PJ Vogt: A lot of things have been delighting me. A lot of them are pretty deep on crypto Twitter. You alluded to it, but there’s this hole, the Seth Green thing I’ve really enjoyed. A famous actor, very into NFTs, bought a bunch of Bored Ape Yacht Clubs, and one of the things about these particular monkey JPEGs is if you own the rights to the image, you own all the IP and derivative right. A celebrity could buy a picture of a monkey and then create a fast food restaurant or a television series or a musical about that thing.
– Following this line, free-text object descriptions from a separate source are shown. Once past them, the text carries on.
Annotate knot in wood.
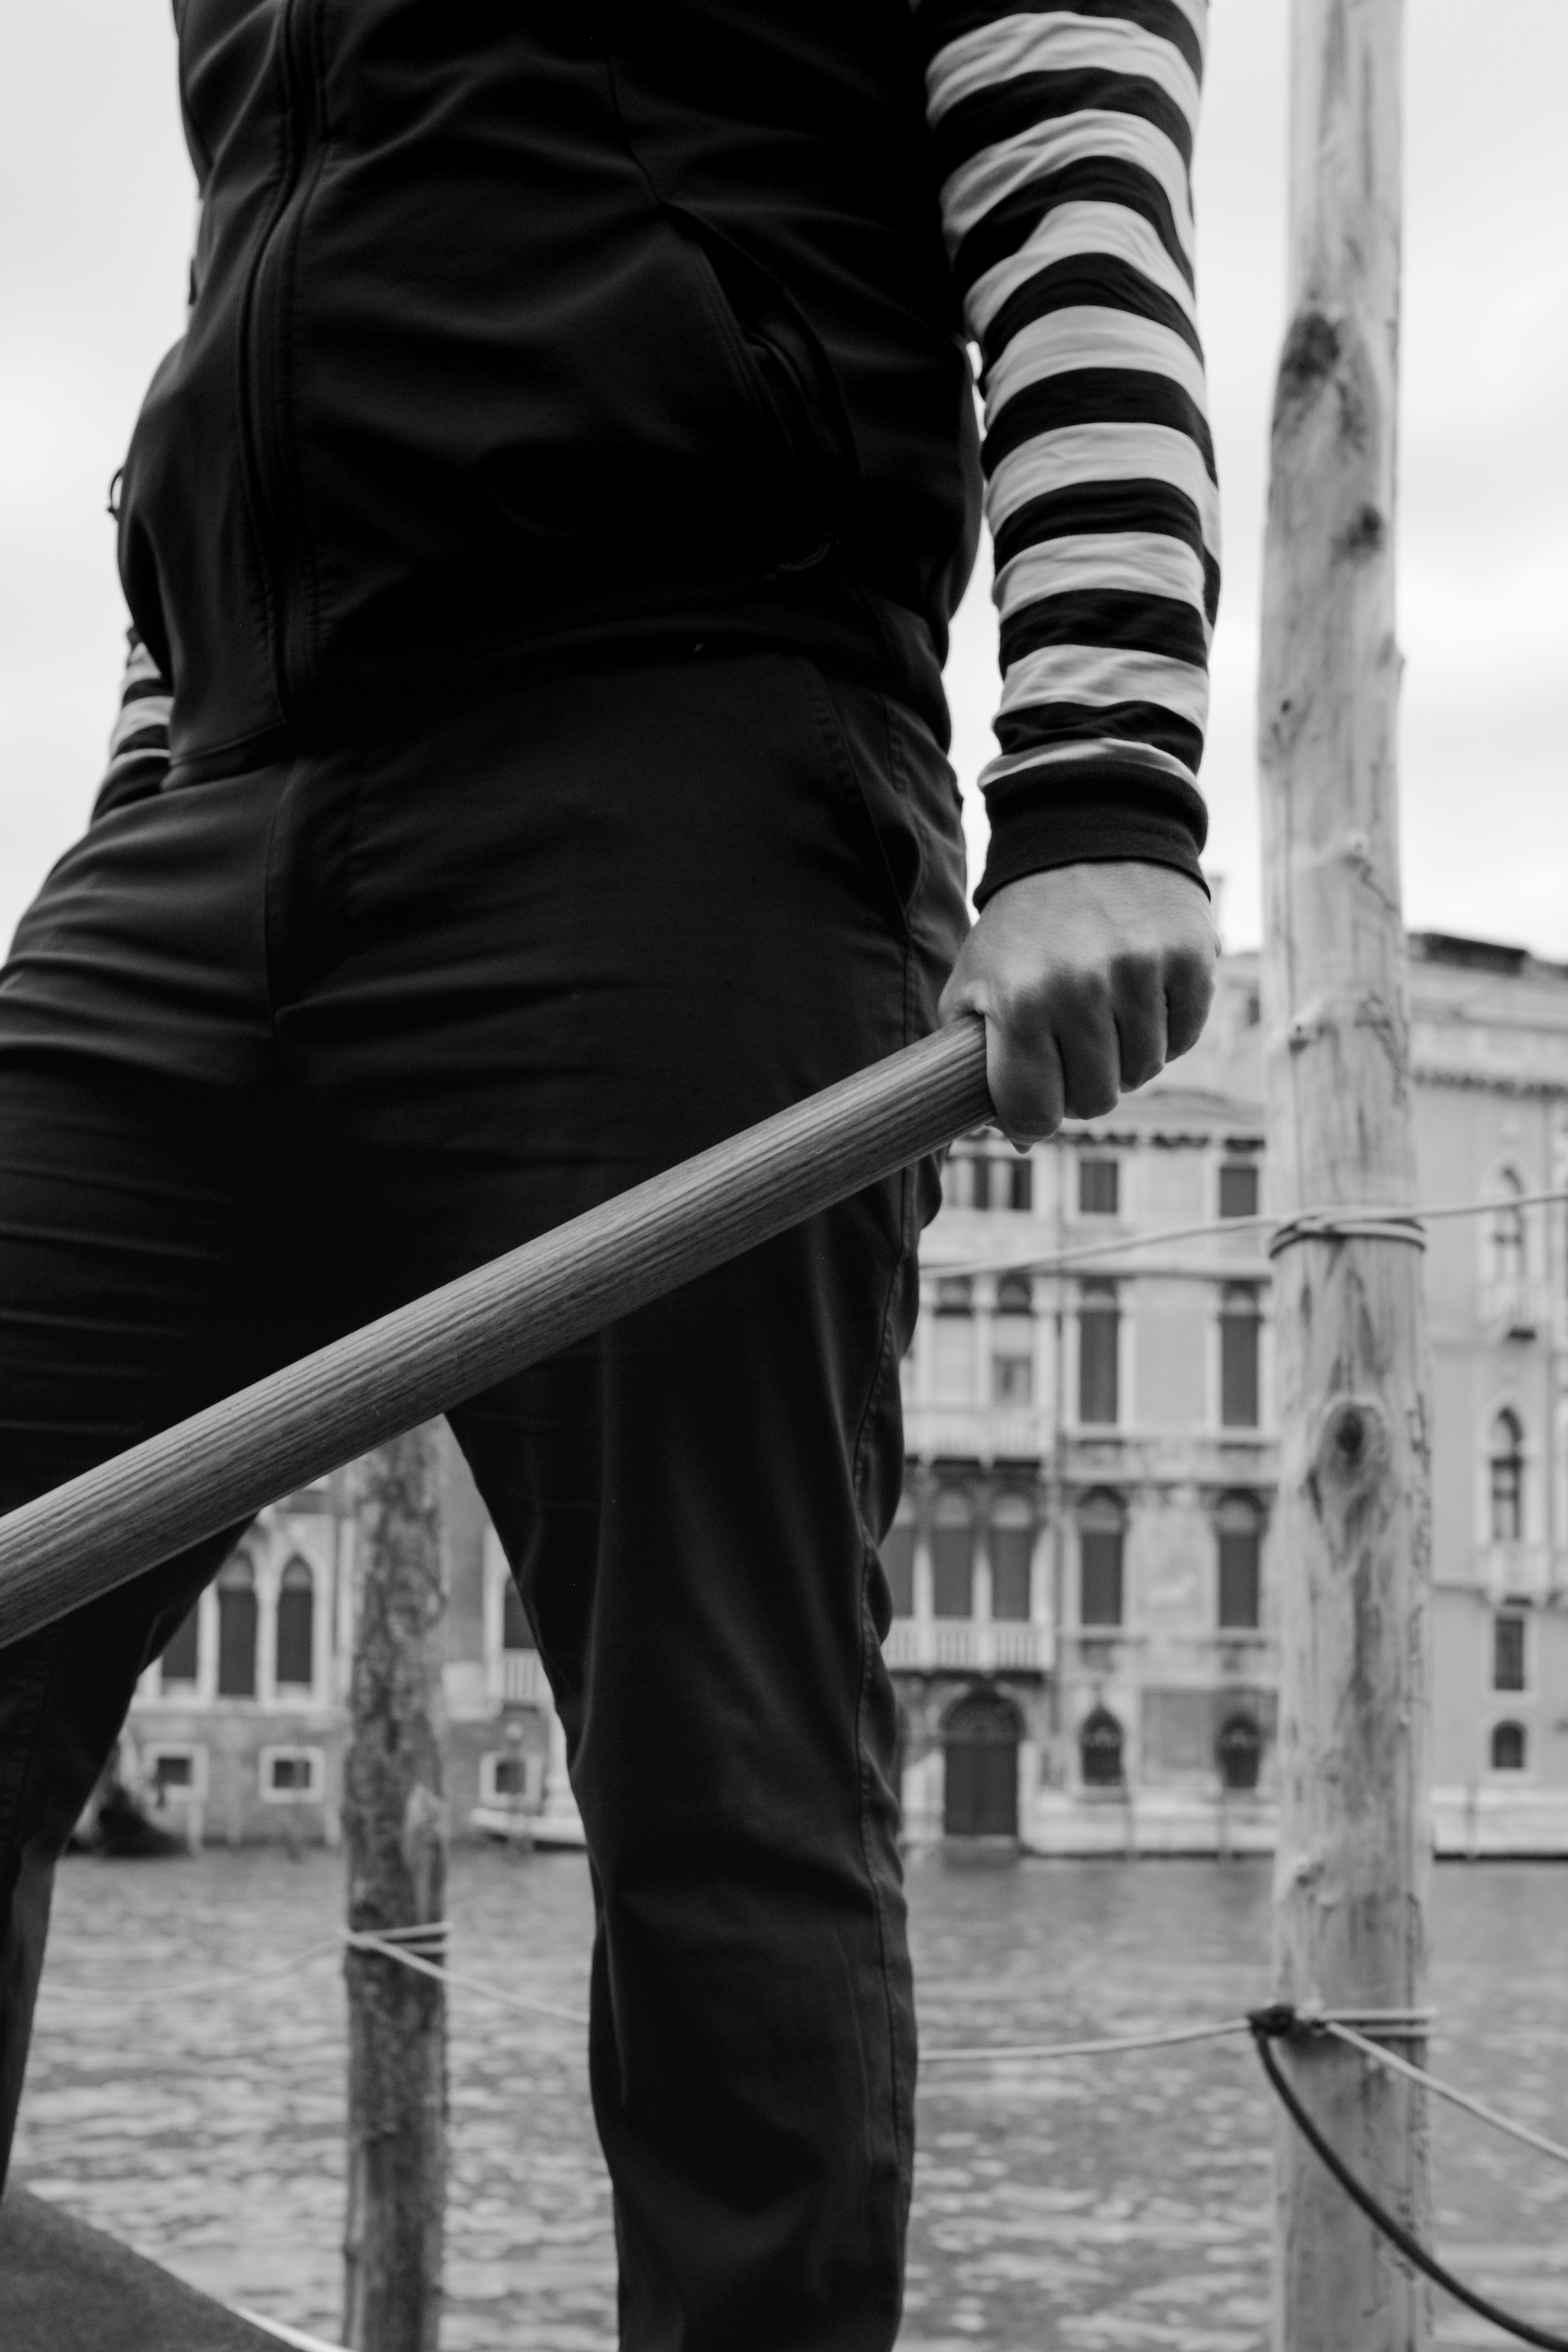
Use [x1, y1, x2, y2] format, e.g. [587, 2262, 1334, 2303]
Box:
[1273, 310, 1341, 439]
[1335, 501, 1386, 562]
[1314, 1396, 1389, 1503]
Seth Green is the first person I know of who’s really tried to do it, and he has a trailer for a television show that’s sort of like Cheers except for half the characters are NFTs, and then someone stole his NFTs. He got phished. There’s this [laughs] huge startling legal question which is like, what happens now? No one knows. He tweeted that he’s in negotiation with the person who ended up with his NFTs. But it’s so complicated. I really just enjoyed it, and they’ve been like, I said in the interview today with somebody who had done […]. He’s a professional investigator, not normally interested in crypto, but he had followed the chain of theft and had made some headway into how did that happen, which hopefully will be an episode.
Ricky Mulvey: I’m looking forward to listening to it. How can people follow your work and support it?
PJ Vogt: Crypto Island. You can listen wherever you listen to podcasts. If you want to support it, I have a newsletter as well at pjvogt.com, and I did pay subscribers, but honestly, if people just want to listen, I’d be happy.
Ricky Mulvey: PJ Vogt, thanks for joining us on Motley Fool Money.
PJ Vogt: Thanks for having me.
Chris Hill: As always, people on the program may have interest in the stocks they talk about and The Motley Fool may have formal recommendations for or against them, so don’t buy or sell stocks based solely on what you hear. I’m Chris Hill. Thanks for listening, we’ll see you tomorrow.